Here's what I don't like quite as much:

  • Tough Break In:  The armor on the pinkie finger is cool, but it is extremely uncomfortable until the gloves loosen up.  That said, they were much more comfortable after one all-day ride.
  • Slow to Put On and Remove:  You don't want to have to take one of these off and put it back on at a red light.  Between the relatively complex closure system and a tight wrist opening, it took me at least twice as long as most other gloves.
  • Cost:  $300 is a lot of money, especially for a pair of gloves. 
  • Hard to Find:  Dealers don't normally stock them.  Luckily Competition Accessories in Rock Hill, SC allowed me to order some in to try on before buying.

After the Crash

Like my boots, only the left glove sustained any damage.  My right hand hit something, but i think it was part of the bike, since there were no marks on the right glove.
I've been putting this review off  in hopes of hearing back from Spidi, but it's been a week and a half with no response to my request for contact.  More on this in a moment.  If I hear back, I will include the response in my final post in this series, detailing manufacturer responses.

How I Fared

When it comes to my hands, to put it bluntly, not as well as I think I should have.  I dislocated my right index finger and jammed my left wrist, thumb, index finger and pinkie pretty well.  I understand that hands and especially fingers are fragile, so I'd be inclined to let this slide.  What I do have a problem with is that I came up from the crash like this:
I recreated the scenario for this photo.  My pinkie came through the leather, and was sticking out just like this after the crash.  No seams failed, just the leather on the inside of the finger.  
Sorry for the crappy photo, this was taken while under the effects of the super-strong meds they shot me up with before I left the ER.  This was the only road rash I sustained in the crash, there's a pretty large chunk of meat missing from the back of my finger, the nail is smashed up, and there is a smaller abrasion on the fingertip.  I feel like I'm lucky it wasn't worse given how exposed my finger was.  Thankfully I wasn't sliding on asphalt for long at all. 

How the Gloves Fared

Aside from the aforementioned failure, the rest of the glove fared very well indeed.  They look like they might have been able to stand up to another crash of the same magnitude if it weren't for the pinkie failure.

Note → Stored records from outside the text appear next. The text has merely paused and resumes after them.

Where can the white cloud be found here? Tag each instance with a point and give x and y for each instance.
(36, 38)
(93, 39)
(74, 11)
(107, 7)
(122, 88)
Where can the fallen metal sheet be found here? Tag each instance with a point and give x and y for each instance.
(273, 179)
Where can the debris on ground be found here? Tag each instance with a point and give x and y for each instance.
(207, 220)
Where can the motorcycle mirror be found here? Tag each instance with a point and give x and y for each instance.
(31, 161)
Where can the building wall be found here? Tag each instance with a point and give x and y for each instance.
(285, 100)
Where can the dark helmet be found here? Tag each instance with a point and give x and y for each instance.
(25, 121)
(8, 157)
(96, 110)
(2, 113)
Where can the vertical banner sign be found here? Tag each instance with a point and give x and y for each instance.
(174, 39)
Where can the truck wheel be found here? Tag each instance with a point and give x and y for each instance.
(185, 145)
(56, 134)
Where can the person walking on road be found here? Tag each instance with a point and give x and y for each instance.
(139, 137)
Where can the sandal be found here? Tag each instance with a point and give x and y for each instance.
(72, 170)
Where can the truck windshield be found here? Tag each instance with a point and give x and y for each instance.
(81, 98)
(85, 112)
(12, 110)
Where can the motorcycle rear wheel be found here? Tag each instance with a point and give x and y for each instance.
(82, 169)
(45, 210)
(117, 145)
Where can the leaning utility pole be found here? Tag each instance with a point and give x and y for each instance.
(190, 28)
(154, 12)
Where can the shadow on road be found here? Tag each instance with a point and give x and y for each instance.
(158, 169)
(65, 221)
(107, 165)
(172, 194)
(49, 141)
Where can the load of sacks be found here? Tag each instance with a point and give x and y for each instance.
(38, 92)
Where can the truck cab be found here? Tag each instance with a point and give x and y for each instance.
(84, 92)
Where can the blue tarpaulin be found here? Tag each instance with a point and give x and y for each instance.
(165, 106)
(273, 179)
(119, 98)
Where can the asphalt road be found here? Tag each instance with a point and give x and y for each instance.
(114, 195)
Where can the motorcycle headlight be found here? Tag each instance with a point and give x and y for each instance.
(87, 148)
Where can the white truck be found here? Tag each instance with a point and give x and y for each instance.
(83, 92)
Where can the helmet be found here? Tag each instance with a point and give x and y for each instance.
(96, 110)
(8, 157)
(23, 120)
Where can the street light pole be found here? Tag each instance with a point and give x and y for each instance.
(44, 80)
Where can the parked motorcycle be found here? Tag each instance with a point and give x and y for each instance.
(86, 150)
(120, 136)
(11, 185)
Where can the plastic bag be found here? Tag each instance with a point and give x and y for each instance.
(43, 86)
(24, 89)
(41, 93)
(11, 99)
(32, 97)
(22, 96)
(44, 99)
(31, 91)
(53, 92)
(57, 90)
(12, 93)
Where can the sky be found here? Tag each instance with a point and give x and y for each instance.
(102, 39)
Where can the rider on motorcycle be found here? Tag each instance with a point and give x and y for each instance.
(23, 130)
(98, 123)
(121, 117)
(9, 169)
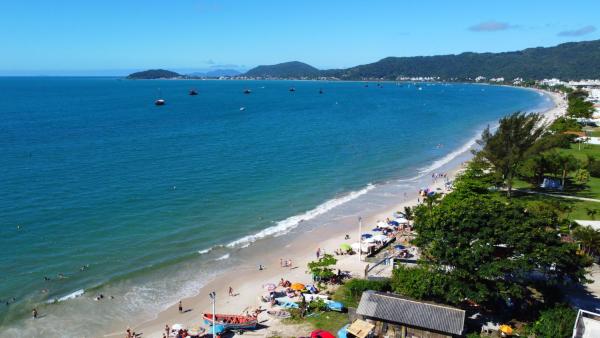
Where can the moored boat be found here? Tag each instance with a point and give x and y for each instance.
(279, 314)
(231, 322)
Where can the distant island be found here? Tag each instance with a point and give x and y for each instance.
(293, 69)
(567, 61)
(153, 74)
(216, 73)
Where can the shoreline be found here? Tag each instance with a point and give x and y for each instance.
(248, 287)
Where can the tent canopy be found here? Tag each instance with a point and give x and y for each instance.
(360, 328)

The carbon armor took most of the slide.  It was visibly damaged, but protected well.  The other leather areas that touched down on the back of the left hand all show minimal abrasion damage. 


This review would have been very positive overall had it not been for the one failure.  With a $300 price tag and the MotoGP pedigree, I feel like it's a failure that should not have happened.  I'm also quite disappointed in the lack of response.  I have had a next day response from a manufacturer I had nothing but praise for, and a same-day after hours response from the one other manufacturer that I notified of a defect.  I will be posting a follow up on all of the manufacturer responses after I get my last review done.  Maybe by then I will have heard back from Spidi.  Late would be better than never.

As it stands, I cannot recommend these gloves.  I will be replacing them with something different.  I will probably give Knox another try in a larger size, and take a look at Held, Hazardous, and maybe a couple of others.

Thanks for reading, and safe riding to you all!